Les deux comédiens, Baptiste Girard et Bess Davies, nous transporte avec eux, instaurent le lieu de la confession : « pas de celles que l'on hurle mais de celles que l'on raconte en confiance »[2].

« Cyniquement drôle. On n’y parle pas d'horreur avec horreur, mais avec finesse et humour »[3].


Les flashbacks sont ponctués de mises en abîme : la rencontre avec « Mr smart and Smile » nous projette sur un plateau de télévision américaine. Lors de la crucifixion, Michael, lui, nous transporte dans un tableau de Rembrandt. On peut parler ici de méta-théâtralité : les enfants, derrière les visages de nos deux comédiens, interprètent eux-mêmes les « héros » garants de leur condition pitoyable. Cette mise à distance fait de leur réalité difficile à admettre un music-hall macabre et burlesque, autant dans l'articulation des détails que dans l'extravagance des personnages.
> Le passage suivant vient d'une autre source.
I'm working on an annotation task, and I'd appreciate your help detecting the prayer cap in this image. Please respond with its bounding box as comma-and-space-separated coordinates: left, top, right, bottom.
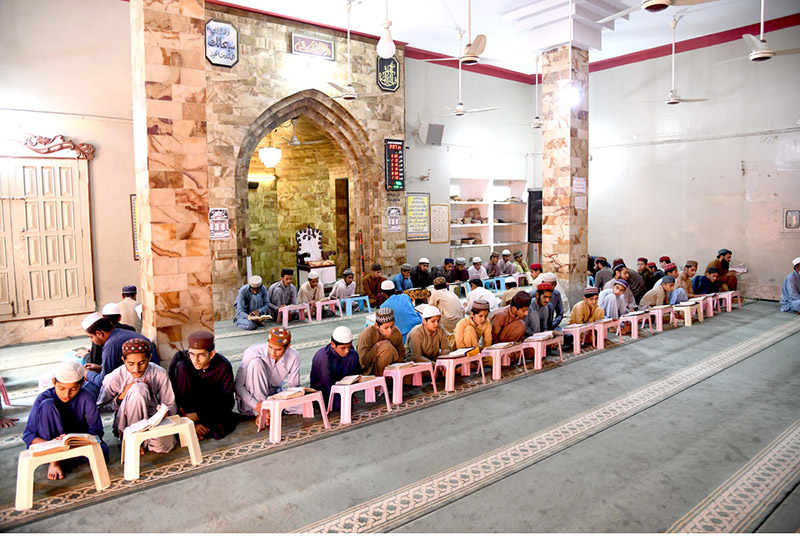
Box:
612, 263, 626, 273
596, 256, 608, 263
584, 287, 599, 297
537, 283, 554, 292
268, 327, 291, 346
332, 326, 353, 344
307, 270, 320, 280
121, 338, 151, 357
249, 275, 263, 288
433, 276, 446, 286
647, 262, 656, 268
371, 263, 382, 271
505, 276, 516, 284
530, 263, 542, 270
637, 257, 647, 263
54, 360, 84, 384
472, 256, 482, 264
188, 331, 215, 351
502, 249, 511, 255
685, 260, 698, 268
793, 257, 800, 268
614, 279, 629, 288
102, 302, 121, 316
612, 258, 625, 267
343, 268, 354, 276
490, 252, 499, 258
542, 273, 558, 283
421, 305, 441, 319
707, 267, 719, 274
376, 308, 395, 324
511, 291, 532, 308
718, 248, 731, 256
418, 257, 430, 264
444, 258, 454, 264
471, 300, 490, 312
513, 251, 523, 257
455, 257, 466, 265
401, 263, 412, 271
663, 262, 677, 272
281, 268, 294, 277
659, 256, 671, 263
122, 285, 137, 293
662, 275, 676, 284
381, 280, 395, 291
81, 312, 103, 331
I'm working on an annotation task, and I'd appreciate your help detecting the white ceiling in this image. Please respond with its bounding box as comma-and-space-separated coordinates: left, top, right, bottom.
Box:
222, 0, 800, 74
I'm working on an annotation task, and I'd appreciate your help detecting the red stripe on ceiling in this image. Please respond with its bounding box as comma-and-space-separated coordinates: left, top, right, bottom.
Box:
404, 47, 540, 85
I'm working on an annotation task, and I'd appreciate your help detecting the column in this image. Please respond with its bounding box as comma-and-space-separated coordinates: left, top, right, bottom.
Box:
541, 45, 589, 307
130, 0, 213, 359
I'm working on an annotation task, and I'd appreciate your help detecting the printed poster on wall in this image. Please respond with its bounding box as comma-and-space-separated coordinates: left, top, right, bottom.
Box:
406, 193, 430, 241
387, 206, 401, 232
430, 204, 450, 244
209, 208, 230, 240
La source d'aspiration à peine perceptible au fond du gouffre de décrépitude où ils grandissent devient seule source de survie et c'est à ça que nous assistons : le brin d'humanité, de vie, sous les ordures.
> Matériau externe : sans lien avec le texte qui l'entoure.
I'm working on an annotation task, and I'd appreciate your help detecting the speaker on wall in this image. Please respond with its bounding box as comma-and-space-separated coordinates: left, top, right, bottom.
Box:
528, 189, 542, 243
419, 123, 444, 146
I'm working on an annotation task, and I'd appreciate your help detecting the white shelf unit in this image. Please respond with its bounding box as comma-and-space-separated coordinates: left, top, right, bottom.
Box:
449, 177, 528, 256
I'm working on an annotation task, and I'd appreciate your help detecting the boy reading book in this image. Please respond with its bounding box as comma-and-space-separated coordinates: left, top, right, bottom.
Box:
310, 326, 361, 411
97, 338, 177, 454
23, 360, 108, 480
Baptiste Girard traduit avec humour le côté onirique des situations d'où ressort avec plus d'ampleur un tragique bien réel. Il nous expose sans pathos la nécessité profonde de communication, la fuite du mutisme par tous les moyens, celle de « l'homme qui ne se rend plus compte combien il se détruit lui-même »[4].

 

 

DEBRIS1-cMaitetxu-Etcheverria.jpg© Maitetxu Etcheverria

 

Quelques liens :

Un pré-papier dans Sud-Ouest : http://www.sudouest.fr/2012/03/07/des-vies-comme-des-debris-652109-591.php

 

Le site du Collectif Os’O : http://www.collectifoso.com/debris/

 

Une critique de Diane Mespoulède sur le site Hppe:n : http://www.happen.fr/articles/theatre-/-danse/debris-et-moisissures-au-tnba-5996.html

 

Un entretien avec Baptiste Girard et Bess Davies sur Tv7 : http://ma-tvideo.france3.fr/video/338ae162e78s.html  

 

Pour aller plus loin :

 

Alors que Débris est une pièce réaliste et crue, comment le jeu des acteurs, la scénographie et la mise en scène, permettent-ils de donner du jeu à l’ensemble 

Quelle place l’humour occupe-t-il dans l’écriture et la mise en scène ? Comment permet-il de se décoller des situations ?

 

Article réalisé par Adeline Chaigne, Anne-Sophie Davidsen et Florent Tournier

 

 



[1] Les informations biographiques et cette citation sont issues du dossier de presse du spectacle, dossier disponible en ligne au lien suivant : http://canal-com.eu/TnBA/Saison_2011-2012/DP_TnBA_DEBRIS.pdf.

[2] Note d’intention de Baptiste Girard, dossier de presse du spectacle, http://canal-com.eu/TnBA/Saison_2011-2012/DP_TnBA_DEBRIS.pdf, p.4.

[3] Id.

[4] Id.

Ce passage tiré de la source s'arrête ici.